Phase 1 involves compiling and profiling your baseline C code. Before you begin any optimization effort, use the profiling tools to identify the performance-critical areas in your code.
Phase 2 involves compiling with the appropriate optimization options and analyzing the feedback provided by the compiler to improve the performance of your code.
Phase 3 is a critical phase during which you use a number of techniques to tune your C code for better performance. One technique is to provide as much information as possible to the compiler so that it can perform adequate software pipelining, especially for MIPS-intensive loops. Another is to analyze the dependencies between instructions. If the compiler determines that two instructions are independent, it attempts to schedule them to execute in parallel. You can help the compiler make those determinations.
A third technique is to refine your C code to use the C6000 intrinsics, which are special functions that map directly to in-lined C6000 instructions. These functions are usually not easily expressed in C. Intrinsics allow you to have more precise control over the selection of instructions by the compiler.
Phase 4 is needed if the performance of certain areas of your code must be improved beyond the tuning phase.
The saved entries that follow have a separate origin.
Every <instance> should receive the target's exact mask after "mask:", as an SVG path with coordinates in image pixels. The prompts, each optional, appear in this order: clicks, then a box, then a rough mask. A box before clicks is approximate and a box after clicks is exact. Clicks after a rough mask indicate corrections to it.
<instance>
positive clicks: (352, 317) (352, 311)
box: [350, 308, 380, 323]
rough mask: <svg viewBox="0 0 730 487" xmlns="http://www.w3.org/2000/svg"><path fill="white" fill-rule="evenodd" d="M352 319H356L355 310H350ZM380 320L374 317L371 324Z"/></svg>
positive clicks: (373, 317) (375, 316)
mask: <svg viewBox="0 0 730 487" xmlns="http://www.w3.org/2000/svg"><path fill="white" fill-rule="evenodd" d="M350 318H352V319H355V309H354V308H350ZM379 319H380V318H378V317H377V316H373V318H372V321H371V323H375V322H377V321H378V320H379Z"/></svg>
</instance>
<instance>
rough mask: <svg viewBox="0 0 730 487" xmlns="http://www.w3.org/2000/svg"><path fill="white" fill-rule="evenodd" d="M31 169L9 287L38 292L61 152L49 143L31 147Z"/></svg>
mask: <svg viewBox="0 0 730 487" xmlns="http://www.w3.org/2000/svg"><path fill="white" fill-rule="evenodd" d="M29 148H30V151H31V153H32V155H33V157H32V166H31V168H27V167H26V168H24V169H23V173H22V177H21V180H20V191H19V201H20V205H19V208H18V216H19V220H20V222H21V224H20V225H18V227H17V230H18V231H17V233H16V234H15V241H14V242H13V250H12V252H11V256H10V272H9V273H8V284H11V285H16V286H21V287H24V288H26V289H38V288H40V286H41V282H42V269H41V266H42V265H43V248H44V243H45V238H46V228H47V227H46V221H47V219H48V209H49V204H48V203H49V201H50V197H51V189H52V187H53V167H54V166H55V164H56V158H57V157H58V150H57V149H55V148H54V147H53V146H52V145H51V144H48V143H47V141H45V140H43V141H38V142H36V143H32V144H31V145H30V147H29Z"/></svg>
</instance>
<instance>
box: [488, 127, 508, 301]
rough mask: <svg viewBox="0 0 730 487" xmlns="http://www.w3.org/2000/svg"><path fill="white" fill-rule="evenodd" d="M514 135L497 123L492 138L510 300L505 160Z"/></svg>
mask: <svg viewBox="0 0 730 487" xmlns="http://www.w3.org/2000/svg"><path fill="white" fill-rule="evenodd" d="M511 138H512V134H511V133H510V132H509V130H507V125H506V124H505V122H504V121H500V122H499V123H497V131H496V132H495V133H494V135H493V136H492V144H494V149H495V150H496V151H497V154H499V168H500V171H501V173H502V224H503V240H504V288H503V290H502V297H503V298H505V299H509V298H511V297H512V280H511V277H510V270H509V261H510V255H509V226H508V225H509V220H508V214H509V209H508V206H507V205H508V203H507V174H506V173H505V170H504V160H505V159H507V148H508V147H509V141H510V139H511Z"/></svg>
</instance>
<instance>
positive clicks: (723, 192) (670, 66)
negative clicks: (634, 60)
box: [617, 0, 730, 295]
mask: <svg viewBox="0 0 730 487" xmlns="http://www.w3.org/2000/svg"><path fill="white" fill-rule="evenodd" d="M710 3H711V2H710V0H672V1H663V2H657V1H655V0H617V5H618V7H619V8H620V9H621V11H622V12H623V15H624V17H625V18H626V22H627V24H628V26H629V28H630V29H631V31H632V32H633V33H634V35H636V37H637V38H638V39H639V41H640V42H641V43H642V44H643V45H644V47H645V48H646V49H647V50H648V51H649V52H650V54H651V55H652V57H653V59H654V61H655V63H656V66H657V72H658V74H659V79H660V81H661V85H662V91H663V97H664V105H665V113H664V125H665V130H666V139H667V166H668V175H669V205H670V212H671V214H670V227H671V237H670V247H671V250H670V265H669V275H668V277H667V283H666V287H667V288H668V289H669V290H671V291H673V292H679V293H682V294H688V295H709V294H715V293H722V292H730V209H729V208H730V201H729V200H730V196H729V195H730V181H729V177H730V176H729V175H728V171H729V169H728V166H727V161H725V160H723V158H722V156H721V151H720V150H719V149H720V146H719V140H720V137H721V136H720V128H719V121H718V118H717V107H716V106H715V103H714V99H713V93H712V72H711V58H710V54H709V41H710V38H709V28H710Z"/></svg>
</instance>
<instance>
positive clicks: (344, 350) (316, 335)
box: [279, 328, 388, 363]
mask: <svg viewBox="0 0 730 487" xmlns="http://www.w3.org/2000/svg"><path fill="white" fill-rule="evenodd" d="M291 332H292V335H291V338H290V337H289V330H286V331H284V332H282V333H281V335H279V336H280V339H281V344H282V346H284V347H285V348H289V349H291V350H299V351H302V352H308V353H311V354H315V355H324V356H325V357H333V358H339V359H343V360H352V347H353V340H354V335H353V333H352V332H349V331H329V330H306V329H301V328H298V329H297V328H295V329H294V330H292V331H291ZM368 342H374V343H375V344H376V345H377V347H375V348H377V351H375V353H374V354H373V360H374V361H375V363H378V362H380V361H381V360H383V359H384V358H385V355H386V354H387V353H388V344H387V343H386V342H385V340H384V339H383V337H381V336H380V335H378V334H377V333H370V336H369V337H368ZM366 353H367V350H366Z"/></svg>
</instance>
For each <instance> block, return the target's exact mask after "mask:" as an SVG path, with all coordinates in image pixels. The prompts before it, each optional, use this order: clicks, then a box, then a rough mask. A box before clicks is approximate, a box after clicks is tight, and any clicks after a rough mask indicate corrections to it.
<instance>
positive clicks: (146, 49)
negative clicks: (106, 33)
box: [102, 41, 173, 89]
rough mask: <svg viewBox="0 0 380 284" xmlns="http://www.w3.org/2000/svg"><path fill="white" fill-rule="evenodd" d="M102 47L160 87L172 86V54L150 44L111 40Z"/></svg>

After yet another profile of the code, you can extract the performance-critical areas and rewrite them in linear assembly language. This form of assembly code doesn’t require that you provide functional unit selection, pipelining, parallelization, or register allocation; those tasks will still be performed by the compiler. It will, however, give you more control over the exact C6000 instructions to be used. You can also pass more useful information to the tools, such as which memory bank is to be used.